The farm of Eenboom was settled along with other farms in the area after 1700 when the settlers attracted to the remote corners of the Overberg, closer to the coast, began searching for new land to farm. Their requirements were an ample supply of water and the soil had to be fertile. The area between Barrydale and Montagu, where Eenboom is situated, was found to be particularly desirable. Eenboom was first settled by farmers of European origin around the end of the 18th or beginning of the 19th century. While most of Eenboom remained totally unspoilt wilderness area, the small part that had once, many years ago been farmed commercially, had long ago been returned to nature after farming activities ceased .
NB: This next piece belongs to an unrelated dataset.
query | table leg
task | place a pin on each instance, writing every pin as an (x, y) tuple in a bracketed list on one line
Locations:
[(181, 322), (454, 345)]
The main farmhouse and other buildings are situated on a hill, some 1 000 meters above sea level. From here, as from the surrounding luxury cottages, our visitors experience spectacular African sunsets and unsurpassed vistas of the mountains and surrounding farms. The main farmhouse is the original homestead dating back to the mid-1800s. In it lived one of the earlier settlers whose grave can be visited on the farm, one Susannah Elizabeth Conradie (néé Jordaan), born in 1864 and died in 1937. There are various ruins dating back to the same time to be found on the farm.
The farm also lies within the Cape Plant Kingdom, an area of "Meditteranean" vegetation that is found in the southwest and southern Cape, and is recognised as one of the Six Floral Kingdoms of the world. It has a rich and varied plant life, with about 8 600 kinds of flowering plants.
Average rainfall for the area is around 350mm per year with sunny skies for most of the year. Moderate temperatures are the order of the day, although highs of 35°C are not uncommon during the summer months, which are from November to mid-April. Spring is from mid-August to November with pleasant temperatures reaching midday highs of around 15 to 20°C. Winter days can be quite cold in the early mornings but usually develop into bright sunny days with temperatures of around 15 to 18°C.
In winter snow often falls on the nearby Langeberg mountains, and sometimes even on Eenboom itself, transforming the area into a breathtaking wonderland.